King MongKut (1851-1868) also welcomed missionaries and learned English from them. The earliest missionaries were able to teach the gospel both to Thailand’s ordinary citizens and to its royal family.
Uphill struggle
However, King MongKut, who had previously spent 27 years as a Buddhist monk, said to them: ‘What you teach us to do is admirable, but what you teach us to believe is foolish’.
This response seems to epitomise how it has been for the gospel in Thailand — an uphill struggle. Christians have long laboured with little apparent success.
Though a Buddhist country, Thais are free to practise the religion of their choice. According to the constitution, the Thai king is ‘upholder’ of all religions.
Missionary endeavour was renewed in Thailand after the Second World War, and soon reinforced by China Inland Mission missionaries unable to gain entry into China.
Advances and setbacks
In 1949 American missionaries established their first church in Bangkok, and during the next five years planted another seven churches there.
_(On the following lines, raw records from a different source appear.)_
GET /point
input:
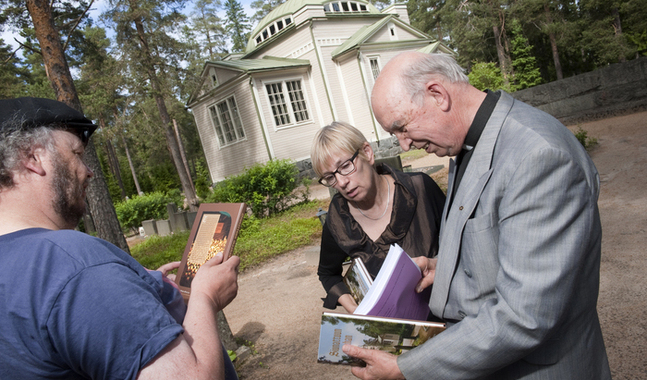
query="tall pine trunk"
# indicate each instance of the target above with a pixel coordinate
(553, 43)
(171, 141)
(58, 72)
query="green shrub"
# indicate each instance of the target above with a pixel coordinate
(258, 239)
(133, 211)
(486, 75)
(583, 137)
(156, 250)
(267, 189)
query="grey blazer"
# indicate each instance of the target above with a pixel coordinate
(519, 259)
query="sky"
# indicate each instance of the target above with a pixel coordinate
(97, 8)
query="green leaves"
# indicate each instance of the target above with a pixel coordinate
(132, 212)
(267, 188)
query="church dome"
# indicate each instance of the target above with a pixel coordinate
(282, 16)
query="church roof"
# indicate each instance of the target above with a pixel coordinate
(292, 6)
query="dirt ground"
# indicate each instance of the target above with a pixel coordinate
(278, 307)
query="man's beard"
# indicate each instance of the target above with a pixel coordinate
(68, 199)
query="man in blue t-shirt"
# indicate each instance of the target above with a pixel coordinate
(74, 306)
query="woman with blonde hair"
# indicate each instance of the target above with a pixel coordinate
(374, 208)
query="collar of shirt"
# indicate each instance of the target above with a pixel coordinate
(480, 120)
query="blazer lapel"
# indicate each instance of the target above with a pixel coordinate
(466, 199)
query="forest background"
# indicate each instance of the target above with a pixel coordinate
(132, 64)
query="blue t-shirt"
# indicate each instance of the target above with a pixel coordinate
(75, 307)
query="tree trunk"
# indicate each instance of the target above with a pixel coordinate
(171, 141)
(501, 55)
(181, 146)
(114, 167)
(553, 43)
(617, 25)
(58, 72)
(132, 167)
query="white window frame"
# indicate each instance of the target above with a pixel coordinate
(338, 7)
(267, 33)
(237, 127)
(291, 112)
(393, 32)
(371, 59)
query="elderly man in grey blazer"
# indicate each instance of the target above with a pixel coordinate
(517, 273)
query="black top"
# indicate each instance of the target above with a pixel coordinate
(414, 225)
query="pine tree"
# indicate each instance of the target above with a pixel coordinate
(263, 7)
(526, 72)
(237, 25)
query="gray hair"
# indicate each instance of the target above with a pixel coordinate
(17, 143)
(415, 75)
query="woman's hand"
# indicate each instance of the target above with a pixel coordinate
(347, 301)
(428, 268)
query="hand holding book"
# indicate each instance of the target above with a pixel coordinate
(428, 268)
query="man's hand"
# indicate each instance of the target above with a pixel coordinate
(217, 281)
(428, 268)
(166, 268)
(379, 364)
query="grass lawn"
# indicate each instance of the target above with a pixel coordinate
(258, 239)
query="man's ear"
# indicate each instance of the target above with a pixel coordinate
(368, 151)
(34, 161)
(439, 95)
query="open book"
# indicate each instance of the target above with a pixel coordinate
(392, 335)
(214, 230)
(393, 293)
(358, 280)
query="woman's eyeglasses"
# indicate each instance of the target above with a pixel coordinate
(347, 167)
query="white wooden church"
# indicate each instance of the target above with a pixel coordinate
(307, 63)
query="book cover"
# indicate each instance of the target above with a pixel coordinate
(392, 335)
(393, 291)
(358, 280)
(214, 230)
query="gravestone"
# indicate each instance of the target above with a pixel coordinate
(149, 227)
(163, 227)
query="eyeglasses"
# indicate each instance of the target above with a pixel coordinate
(346, 168)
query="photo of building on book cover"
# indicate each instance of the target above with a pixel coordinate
(386, 334)
(210, 239)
From Bangkok, they launched out into eleven other Thai provinces. Over the next generation this pattern of growth was replicated by various missionary agencies.
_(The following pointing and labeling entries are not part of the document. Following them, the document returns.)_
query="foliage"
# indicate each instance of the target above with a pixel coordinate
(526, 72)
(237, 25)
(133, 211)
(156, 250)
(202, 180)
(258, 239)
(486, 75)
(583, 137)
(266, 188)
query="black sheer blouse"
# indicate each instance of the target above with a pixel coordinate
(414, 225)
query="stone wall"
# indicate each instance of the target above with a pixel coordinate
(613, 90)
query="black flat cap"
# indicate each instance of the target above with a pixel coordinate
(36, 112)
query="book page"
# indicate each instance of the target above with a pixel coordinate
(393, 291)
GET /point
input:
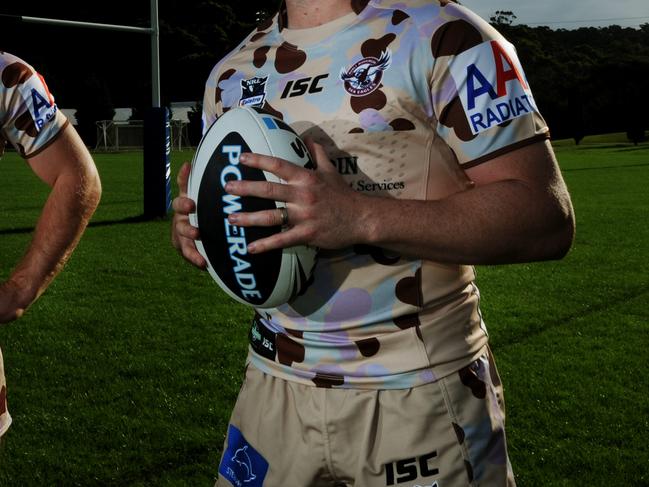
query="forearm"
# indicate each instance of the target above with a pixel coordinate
(72, 200)
(477, 226)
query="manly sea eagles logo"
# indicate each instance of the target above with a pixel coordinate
(253, 92)
(365, 76)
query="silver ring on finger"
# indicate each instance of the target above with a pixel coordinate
(283, 214)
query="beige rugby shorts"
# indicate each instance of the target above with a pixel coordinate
(449, 433)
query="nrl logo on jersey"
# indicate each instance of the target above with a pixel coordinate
(365, 76)
(253, 92)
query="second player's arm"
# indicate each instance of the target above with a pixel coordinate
(68, 168)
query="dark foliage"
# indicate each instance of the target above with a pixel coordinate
(585, 81)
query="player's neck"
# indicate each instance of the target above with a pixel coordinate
(303, 14)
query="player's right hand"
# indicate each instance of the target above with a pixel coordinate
(11, 306)
(183, 233)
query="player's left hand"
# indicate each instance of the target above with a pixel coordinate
(323, 211)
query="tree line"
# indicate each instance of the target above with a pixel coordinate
(585, 81)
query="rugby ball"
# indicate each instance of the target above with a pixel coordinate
(264, 280)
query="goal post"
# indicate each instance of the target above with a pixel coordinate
(157, 174)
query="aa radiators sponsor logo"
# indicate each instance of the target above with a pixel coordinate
(39, 100)
(492, 85)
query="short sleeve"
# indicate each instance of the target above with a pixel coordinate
(481, 98)
(29, 117)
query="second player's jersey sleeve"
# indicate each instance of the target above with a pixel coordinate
(481, 98)
(29, 117)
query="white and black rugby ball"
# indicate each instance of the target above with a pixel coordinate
(263, 280)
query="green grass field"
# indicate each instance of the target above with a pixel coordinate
(124, 372)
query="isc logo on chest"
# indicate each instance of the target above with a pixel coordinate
(491, 85)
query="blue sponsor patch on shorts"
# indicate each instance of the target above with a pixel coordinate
(242, 465)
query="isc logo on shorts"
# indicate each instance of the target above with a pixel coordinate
(410, 469)
(491, 85)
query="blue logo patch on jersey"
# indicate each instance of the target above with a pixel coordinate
(242, 465)
(270, 123)
(365, 76)
(253, 92)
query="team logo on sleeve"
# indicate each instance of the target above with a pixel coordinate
(492, 85)
(253, 92)
(365, 76)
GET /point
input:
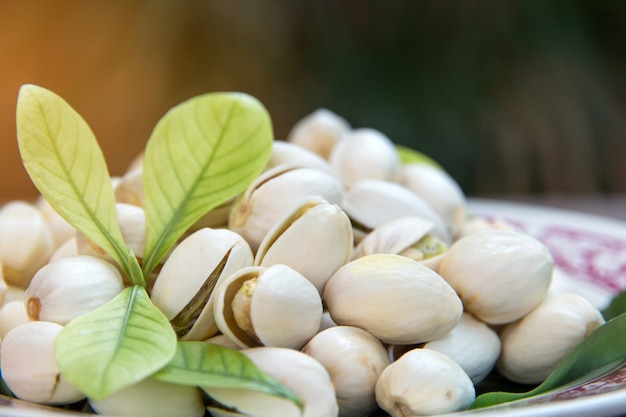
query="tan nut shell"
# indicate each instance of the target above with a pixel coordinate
(315, 239)
(274, 193)
(191, 273)
(285, 309)
(423, 382)
(500, 275)
(397, 299)
(354, 360)
(533, 346)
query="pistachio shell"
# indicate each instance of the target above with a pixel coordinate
(440, 191)
(354, 360)
(299, 372)
(500, 275)
(423, 382)
(283, 310)
(372, 203)
(314, 238)
(184, 288)
(29, 368)
(533, 346)
(397, 299)
(26, 242)
(152, 398)
(319, 132)
(364, 154)
(274, 193)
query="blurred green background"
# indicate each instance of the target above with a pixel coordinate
(509, 96)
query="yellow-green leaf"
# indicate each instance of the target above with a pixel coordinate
(115, 345)
(212, 366)
(202, 153)
(64, 161)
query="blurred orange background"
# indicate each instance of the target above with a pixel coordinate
(510, 97)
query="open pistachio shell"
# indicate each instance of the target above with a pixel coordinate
(274, 193)
(274, 306)
(184, 288)
(315, 239)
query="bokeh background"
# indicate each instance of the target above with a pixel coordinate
(511, 97)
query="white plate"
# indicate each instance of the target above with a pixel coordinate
(590, 253)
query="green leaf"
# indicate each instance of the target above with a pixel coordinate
(64, 161)
(212, 366)
(115, 345)
(601, 348)
(616, 307)
(411, 156)
(202, 153)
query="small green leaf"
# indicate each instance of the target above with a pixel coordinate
(212, 366)
(411, 156)
(601, 348)
(202, 153)
(64, 161)
(616, 307)
(116, 345)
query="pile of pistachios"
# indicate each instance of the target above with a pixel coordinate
(349, 270)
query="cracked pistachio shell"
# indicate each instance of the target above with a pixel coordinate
(364, 154)
(279, 307)
(372, 203)
(397, 299)
(500, 275)
(185, 286)
(70, 287)
(12, 314)
(406, 236)
(472, 344)
(299, 372)
(440, 191)
(354, 360)
(152, 398)
(26, 242)
(314, 238)
(423, 382)
(533, 346)
(319, 132)
(274, 193)
(286, 153)
(29, 368)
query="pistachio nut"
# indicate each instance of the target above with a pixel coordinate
(423, 382)
(440, 191)
(152, 398)
(275, 192)
(314, 238)
(472, 344)
(397, 299)
(372, 203)
(69, 287)
(26, 242)
(287, 153)
(533, 346)
(299, 372)
(404, 236)
(500, 275)
(184, 288)
(354, 359)
(319, 132)
(364, 154)
(29, 368)
(275, 306)
(12, 314)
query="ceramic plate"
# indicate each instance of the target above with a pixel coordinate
(590, 253)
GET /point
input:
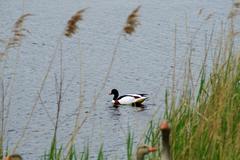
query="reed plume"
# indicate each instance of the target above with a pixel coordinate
(18, 31)
(72, 27)
(132, 22)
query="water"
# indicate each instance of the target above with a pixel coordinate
(143, 64)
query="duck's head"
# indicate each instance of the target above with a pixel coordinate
(143, 150)
(115, 93)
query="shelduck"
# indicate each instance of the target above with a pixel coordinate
(127, 99)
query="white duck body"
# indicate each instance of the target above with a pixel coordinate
(127, 99)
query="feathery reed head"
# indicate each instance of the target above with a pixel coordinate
(164, 125)
(236, 3)
(13, 157)
(132, 21)
(71, 27)
(18, 31)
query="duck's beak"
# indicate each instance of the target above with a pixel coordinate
(152, 149)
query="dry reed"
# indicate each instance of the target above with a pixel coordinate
(132, 21)
(72, 27)
(18, 31)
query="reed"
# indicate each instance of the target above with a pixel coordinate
(72, 27)
(132, 21)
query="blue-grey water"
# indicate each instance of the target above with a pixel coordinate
(143, 63)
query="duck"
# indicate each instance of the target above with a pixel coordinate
(143, 150)
(165, 151)
(127, 99)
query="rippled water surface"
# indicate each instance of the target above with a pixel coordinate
(143, 63)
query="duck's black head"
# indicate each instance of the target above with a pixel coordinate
(115, 93)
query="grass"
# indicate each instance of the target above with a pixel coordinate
(205, 120)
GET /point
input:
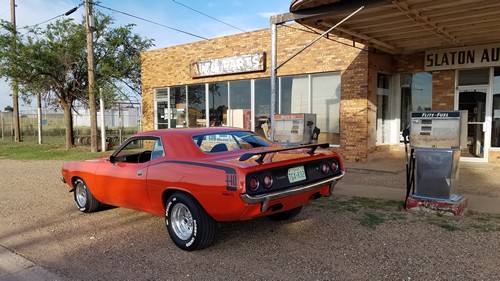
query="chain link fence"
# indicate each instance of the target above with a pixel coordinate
(121, 121)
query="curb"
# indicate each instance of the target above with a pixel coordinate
(14, 267)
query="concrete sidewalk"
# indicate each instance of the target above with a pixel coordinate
(14, 267)
(396, 166)
(475, 203)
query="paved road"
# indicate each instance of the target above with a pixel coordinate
(39, 222)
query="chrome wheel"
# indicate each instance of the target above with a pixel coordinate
(81, 194)
(182, 221)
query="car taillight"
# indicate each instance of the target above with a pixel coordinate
(325, 168)
(268, 180)
(335, 166)
(254, 183)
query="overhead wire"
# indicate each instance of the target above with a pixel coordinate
(69, 12)
(199, 12)
(150, 21)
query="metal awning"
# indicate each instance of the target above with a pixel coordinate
(403, 26)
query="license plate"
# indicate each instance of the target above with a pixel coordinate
(296, 174)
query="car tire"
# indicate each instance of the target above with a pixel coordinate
(188, 224)
(84, 199)
(285, 215)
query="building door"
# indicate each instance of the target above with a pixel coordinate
(475, 101)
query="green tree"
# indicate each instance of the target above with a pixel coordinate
(54, 60)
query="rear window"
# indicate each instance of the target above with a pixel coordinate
(228, 141)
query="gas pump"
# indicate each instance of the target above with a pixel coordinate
(436, 138)
(295, 129)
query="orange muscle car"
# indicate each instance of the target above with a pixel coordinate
(197, 178)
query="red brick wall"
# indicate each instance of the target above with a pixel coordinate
(169, 67)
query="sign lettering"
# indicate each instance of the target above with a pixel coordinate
(463, 57)
(228, 65)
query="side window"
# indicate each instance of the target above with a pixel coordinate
(136, 151)
(157, 150)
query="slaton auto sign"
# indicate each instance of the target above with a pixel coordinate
(463, 57)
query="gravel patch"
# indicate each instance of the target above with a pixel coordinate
(39, 221)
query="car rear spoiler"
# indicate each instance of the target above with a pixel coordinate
(263, 154)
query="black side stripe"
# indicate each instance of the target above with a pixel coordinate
(230, 172)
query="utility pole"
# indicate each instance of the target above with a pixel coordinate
(90, 61)
(15, 88)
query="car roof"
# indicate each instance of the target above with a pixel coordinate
(189, 131)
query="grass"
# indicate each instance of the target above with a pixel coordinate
(372, 213)
(52, 148)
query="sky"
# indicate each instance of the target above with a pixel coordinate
(245, 15)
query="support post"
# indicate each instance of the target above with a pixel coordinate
(15, 87)
(91, 75)
(274, 72)
(39, 115)
(103, 127)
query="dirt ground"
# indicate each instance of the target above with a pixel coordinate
(39, 221)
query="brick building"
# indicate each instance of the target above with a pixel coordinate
(361, 92)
But by the mid-1980s, advances gave way to setbacks. Chief among adverse influences were the modernistic and Charismatic teachings, which had infiltrated many churches and many of Thailand’s 52 Bible colleges.
From affected seminaries, many Charismatic and modernist preachers have returned to their congregations to promote liberal theology and Charismatic practices.
The need in Thailand for the teaching of conservative, Reformed theology is immense. Bible colleges and churches that uphold Reformed doctrine and practice are few in number.
Gospel means
There are still a variety of means by which the gospel is propagated in Thailand. For example, there are several dozen Christian nurseries, schools and universities.
There are 32 Christian bookshops — the Christian Literature Crusade opened its first Christian bookroom in Bangkok in 1958. From Bangkok, the Far Eastern Broadcasting Company beams the gospel into every province of Thailand by radio.
Christianity in Thailand has come a long way since the early missionaries arrived two centuries ago. Official statistics record more than 300,000 professing Christians, but the number of born-again believers is probably much smaller. ‘The Lord knoweth them that are his’ (2 Timothy 2:19).
Labourers needed
There is still much work to be done in Thailand. Jesus says: ‘The harvest truly is plenteous, but the labourers are few. Pray ye therefore the Lord of the harvest that he will send forth labourers into his harvest’ (Matthew 9:37-38).
Let us ask the Lord to do so. Who knows? God may answer your prayers by sending you!